An important fact to note about kubernetes’ internal dns configuration is that it provisions pods resolv.conf with the setting options ndots:5. this is to allow dns searches to hit across the nested subdomains that kubernetes uses internally.

To walk through why this is important, we can imagine an environment in which a customer has a custom search domain for their network. for the purposes of our example we’ll use: some.domain

For convenience, the customer has configured the DNS record *.some.domain to respond with the address of their loadbalancer.

A pods /etc/resolv.conf will end up looking something like:

search default.svc.cluster.local svc.cluster.local cluster.local some.domain
options ndots:5

With the custom search domain from the host appended to the cluster internal search domains.

An internal dns request to a service DNS name like redis would traverse each search domain until it gets a non NXDOMAIN response.

For example

redis.default.svc.cluster.local <- this gives a result so we stop here

If none of these return a result, coredns forwards the search to the hosts /etc/resolv.conf which in turn will forward to the hosts upstream dns server.

For a typical internal query coredns will respond to redis.default.svc.cluster.local, and the dns query will stop there. but for dns queries to external resources, like replicated.app, the query falls through the cluster’s search domains.

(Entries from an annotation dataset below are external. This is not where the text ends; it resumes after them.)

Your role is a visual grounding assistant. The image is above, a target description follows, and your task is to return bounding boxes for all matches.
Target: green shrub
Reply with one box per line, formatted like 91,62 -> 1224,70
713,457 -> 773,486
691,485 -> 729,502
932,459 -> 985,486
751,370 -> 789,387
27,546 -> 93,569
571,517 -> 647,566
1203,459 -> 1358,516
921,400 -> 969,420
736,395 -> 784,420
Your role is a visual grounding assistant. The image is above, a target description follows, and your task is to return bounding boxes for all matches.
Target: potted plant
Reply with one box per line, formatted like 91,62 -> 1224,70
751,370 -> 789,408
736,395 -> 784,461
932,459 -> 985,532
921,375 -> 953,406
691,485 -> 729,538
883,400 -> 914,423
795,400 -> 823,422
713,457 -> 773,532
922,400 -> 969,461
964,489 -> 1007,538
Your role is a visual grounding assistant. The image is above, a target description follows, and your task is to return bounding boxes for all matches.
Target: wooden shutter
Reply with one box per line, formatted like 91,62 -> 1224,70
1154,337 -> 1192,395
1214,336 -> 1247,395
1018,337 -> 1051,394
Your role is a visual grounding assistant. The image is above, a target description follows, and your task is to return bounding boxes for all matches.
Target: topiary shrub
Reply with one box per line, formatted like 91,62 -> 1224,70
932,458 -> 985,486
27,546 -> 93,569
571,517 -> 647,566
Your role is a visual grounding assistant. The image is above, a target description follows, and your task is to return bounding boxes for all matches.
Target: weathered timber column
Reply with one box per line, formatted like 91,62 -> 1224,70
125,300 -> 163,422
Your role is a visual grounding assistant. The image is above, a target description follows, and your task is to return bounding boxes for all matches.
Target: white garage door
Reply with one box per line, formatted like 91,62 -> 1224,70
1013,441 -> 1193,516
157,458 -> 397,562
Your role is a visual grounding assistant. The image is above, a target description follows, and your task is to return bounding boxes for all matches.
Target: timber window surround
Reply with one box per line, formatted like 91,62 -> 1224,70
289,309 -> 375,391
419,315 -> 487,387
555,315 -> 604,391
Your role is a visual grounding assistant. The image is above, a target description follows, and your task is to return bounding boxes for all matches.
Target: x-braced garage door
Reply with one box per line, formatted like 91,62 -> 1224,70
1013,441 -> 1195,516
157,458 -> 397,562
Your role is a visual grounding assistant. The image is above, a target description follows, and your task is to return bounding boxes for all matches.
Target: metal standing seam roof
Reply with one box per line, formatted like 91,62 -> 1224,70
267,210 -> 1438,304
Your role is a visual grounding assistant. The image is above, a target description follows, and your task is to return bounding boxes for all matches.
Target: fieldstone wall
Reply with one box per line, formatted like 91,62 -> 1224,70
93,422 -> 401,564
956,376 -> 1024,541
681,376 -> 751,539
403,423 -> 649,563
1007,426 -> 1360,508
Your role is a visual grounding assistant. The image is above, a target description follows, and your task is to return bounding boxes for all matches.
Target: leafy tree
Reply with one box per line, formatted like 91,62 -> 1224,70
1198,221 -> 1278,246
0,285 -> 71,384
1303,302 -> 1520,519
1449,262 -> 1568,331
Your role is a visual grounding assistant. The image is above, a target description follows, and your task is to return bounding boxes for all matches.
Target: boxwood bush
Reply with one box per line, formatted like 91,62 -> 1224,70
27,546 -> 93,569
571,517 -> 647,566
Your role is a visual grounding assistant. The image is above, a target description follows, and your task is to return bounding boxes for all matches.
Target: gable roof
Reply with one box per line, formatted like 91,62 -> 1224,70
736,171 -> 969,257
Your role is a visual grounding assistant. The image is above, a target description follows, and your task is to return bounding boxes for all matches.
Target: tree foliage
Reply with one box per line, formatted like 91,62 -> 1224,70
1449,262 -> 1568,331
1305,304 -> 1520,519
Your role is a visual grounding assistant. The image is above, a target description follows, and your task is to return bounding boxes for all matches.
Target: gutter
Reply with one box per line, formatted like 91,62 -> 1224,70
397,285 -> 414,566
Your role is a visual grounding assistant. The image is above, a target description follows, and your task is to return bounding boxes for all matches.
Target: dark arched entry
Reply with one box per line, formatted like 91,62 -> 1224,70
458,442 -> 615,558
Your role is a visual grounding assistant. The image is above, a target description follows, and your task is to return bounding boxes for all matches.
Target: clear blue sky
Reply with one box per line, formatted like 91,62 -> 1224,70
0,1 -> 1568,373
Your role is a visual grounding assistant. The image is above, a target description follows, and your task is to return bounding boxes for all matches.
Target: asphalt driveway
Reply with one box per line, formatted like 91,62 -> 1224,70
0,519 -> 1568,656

One of our pods tries to contact replicated.app, we can imagine it’s dns queries as:

replicated.app.some.domain <- because of wildcard dns, this returns a result

In a typical environment, the wildcard domain *.some.domain causes no issue, but for kubernetes the dns query hits replicated.app.some.domain, to which the upstream dns server happily responds with the results for *.some.domain casusing requests to an external service to be inadvertantly redirected to the customers own domain.